However, it will tell a peer that it supports ECN mechanism
when accepting a new incoming connection request if the peer
indicates that it supports ECN mechanism in the SYN segment.
If tcp_ecn_permitted is set to 2, in addition to negotiating
with a peer on ECN mechanism when accepting connections, TCP
will indicate in the outgoing SYN segment that it supports
ECN mechanism when TCP makes active outgoing connections.
The default for tcp_ecn_permitted is 1.
Turn on the time stamp option in the following way:
o Use ndd to modify the configuration parameter
tcp_tstamp_always. If tcp_tstamp_always is 1, the time stamp
option will always be set when connecting to a remote
machine. If tcp_tstamp_always is 0, the timestamp option
will not be set when connecting to a remote system. The
default for tcp_tstamp_always is 0.
o Regardless of the value of tcp_tstamp_always, the time stamp
option will always be included in a connect acknowledgement
(and all succeeding packets) if the connecting system has
used the time stamp option.
Use the following procedure to turn on the time stamp option only when
the window scale option is in effect:
o Use ndd to modify the configuration parameter
tcp_tstamp_if_wscale. Setting tcp_tstamp_if_wscale to 1 will
cause the time stamp option to be set when connecting to a
remote system, if the window scale option has been set. If
tcp_tstamp_if_wscale is 0, the time stamp option will not be
set when connecting to a remote system. The default for
tcp_tstamp_if_wscale is 1.
Protection Against Wrap Around Sequence Numbers (PAWS) is always used
when the time stamp option is set.
SunOS also supports multiple methods of generating initial sequence
numbers. One of these methods is the improved technique suggested in
RFC 1948. We HIGHLY recommend that you set sequence number generation
parameters to be as close to boot time as possible. This prevents
sequence number problems on connections that use the same connection-ID
as ones that used a different sequence number generation. The svc:/net‐
work/initial:default service configures the initial sequence number
generation. The service reads the value contained in the configuration
file /etc/default/inetinit to determine which method to use.
The /etc/default/inetinit file is an unstable interface, and may change
in future releases.
TCP may be configured to report some information on connections that
terminate by means of an RST packet. By default, no logging is done. If
the ndd(1M) parameter tcp_trace is set to 1, then trace data is col‐
lected for all new connections established after that time.
The trace data consists of the TCP headers and IP source and destina‐
tion addresses of the last few packets sent in each direction before
RST occurred. Those packets are logged in a series of strlog(9F) calls.
This trace facility has a very low overhead, and so is superior to such
utilities as snoop(1M) for non-intrusive debugging for connections ter‐
minating by means of an RST.
SEE ALSOsvcs(1), ndd(1M), ioctl(2), read(2), svcadm(1M), write(2),
accept(3SOCKET), bind(3SOCKET), connect(3SOCKET), getprotoby‐
name(3SOCKET), getsockopt(3SOCKET), listen(3SOCKET), send(3SOCKET),
smf(5), inet(7P), inet6(7P), ip(7P), ip6(7P)
Ramakrishnan, K., Floyd, S., Black, D., RFC 3168, The Addition of
Explicit Congestion Notification (ECN) to IP, September 2001.
Mathis, M. and Hahdavi, J., Pittsburgh Supercomputing Center; Floyd,
S., Lawrence Berkeley National Laboratory; Romanow, A. Sun Microsys‐
tems, Inc.
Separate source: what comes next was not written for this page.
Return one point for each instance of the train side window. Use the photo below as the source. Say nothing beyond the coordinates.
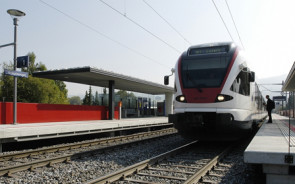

RFC 2018, TCP Selective Acknowledgement Options, October
1996.
Bellovin, S., RFC 1948, Defending Against Sequence Number Attacks, May
1996.
Jacobson, V., Braden, R., and Borman, D., RFC 1323, TCP Extensions for
High Performance, May 1992.
Postel, Jon, RFC 793, Transmission Control Protocol - DARPA Internet
Program Protocol Specification, Network Information Center, SRI Inter‐
national, Menlo Park, CA., September 1981.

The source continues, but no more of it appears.